Lalu apa saja makanan instan penyebab obesitas?

Obesitas patut dihindari karena ia bisa meningkatkan berbagai resiko kesehatan seperti serangan jantung, hipertensi, dan terutama diabetes. Tumpukan lemak saat obesitas membuat metabolisme terganggu sehingga lebih rentan terkena penyakit. Untuk itu, kenali apa saja makanan instan penyebab obesitas  seperti diantaranya:

  • Mie instan mengandung kalori 370kkal
  • Pizza mengandung kalori 1136 kkal dan lemak 19gr.
  • Burger mangandung kalori 770 kkal dan lemak sebesar 48gr.
  • Kentang goreng mangandung kalori 380 kkal dan 19 gr lemak.
  • Donat mengandung kalori 220 kkal dan 9gr lemak, serta 12 gr gula.

Bagaimana makanan instan dan cepat saji menyebabkan obesitas?

Makanan instan dipenuhi dengan karbohidrat dan sedikit serat sehingga akan membuat tubuh lebih cepat kenyang dan lebih cepat pula lapar. Selain itu, makanan instan mengandung zat-zat aditif seperti garam, penyedap rasa dan gula sehingga semakin membuat seseorang ketagihan untuk mengonsumsinya. Semakin tinggi kalori yang masuk pada tubuh, semakin tinggi pula glukosa yang harus dicerna. Padahal tubuh memiliki batasannya sendiri dalam menyimpan glukosa. Meskipun glukosa penting untuk pembentukan energi, namun sisanya disimpan dalam hati dan jika tidak digunakan akan menjadi tumpukan lemak. Darisitulah obesitas terjadi.
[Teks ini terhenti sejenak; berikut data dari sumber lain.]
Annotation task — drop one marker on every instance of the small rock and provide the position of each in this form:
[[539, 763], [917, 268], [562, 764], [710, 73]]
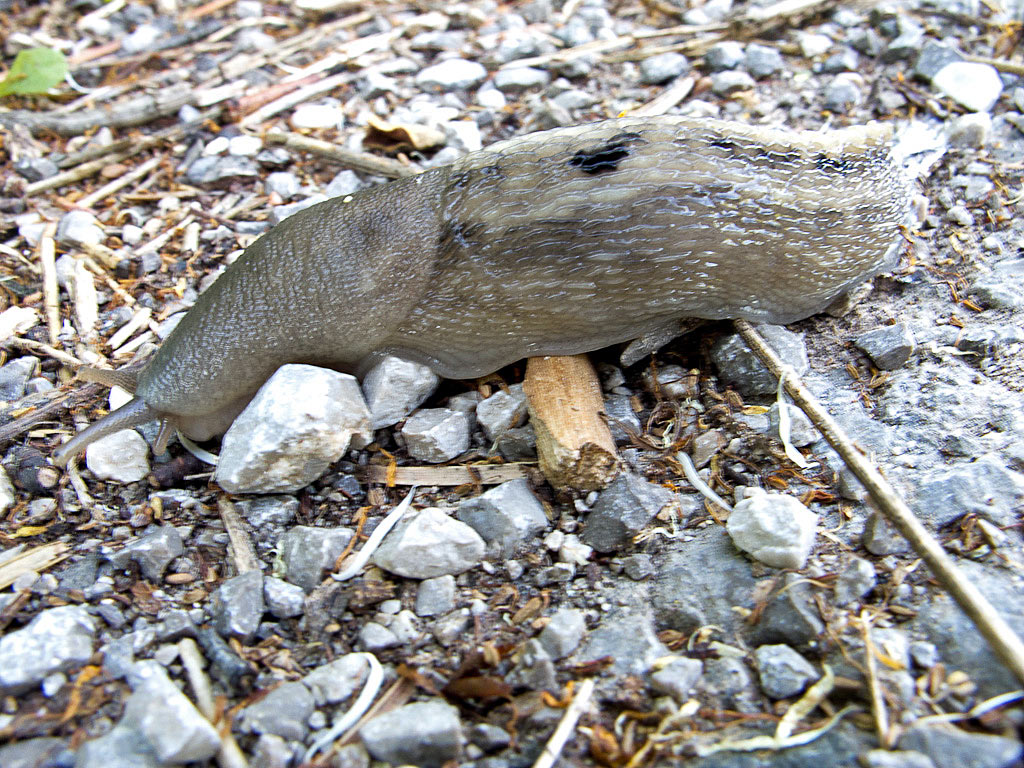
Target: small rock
[[855, 580], [725, 55], [394, 387], [623, 510], [79, 226], [949, 747], [736, 364], [284, 600], [337, 681], [762, 60], [971, 130], [306, 552], [889, 346], [284, 712], [881, 539], [563, 632], [56, 640], [844, 92], [975, 86], [451, 75], [237, 605], [121, 457], [429, 544], [426, 733], [316, 117], [435, 596], [519, 79], [677, 678], [729, 82], [282, 441], [774, 528], [436, 435], [663, 68], [502, 411], [509, 514], [783, 672], [153, 552]]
Kandungan lemak dan kalori pada makanan instan jauh lebih tinggi daripada masakan yang dibuat sendiri. Sehingga dibutuhkan waktu yang lebih lama untuk membakar lemak dan kalori ditubuh. Makanan instan penyebab obesitas  sudah terbukti secara ilmiah. Jadi, sayangi tubuh dengan mengurangi konsumsi makanan instan dan junk food kemudian seimbangkan dengan gaya hidup sehat berupa tidur yang cukup serta olahraga yang teratur.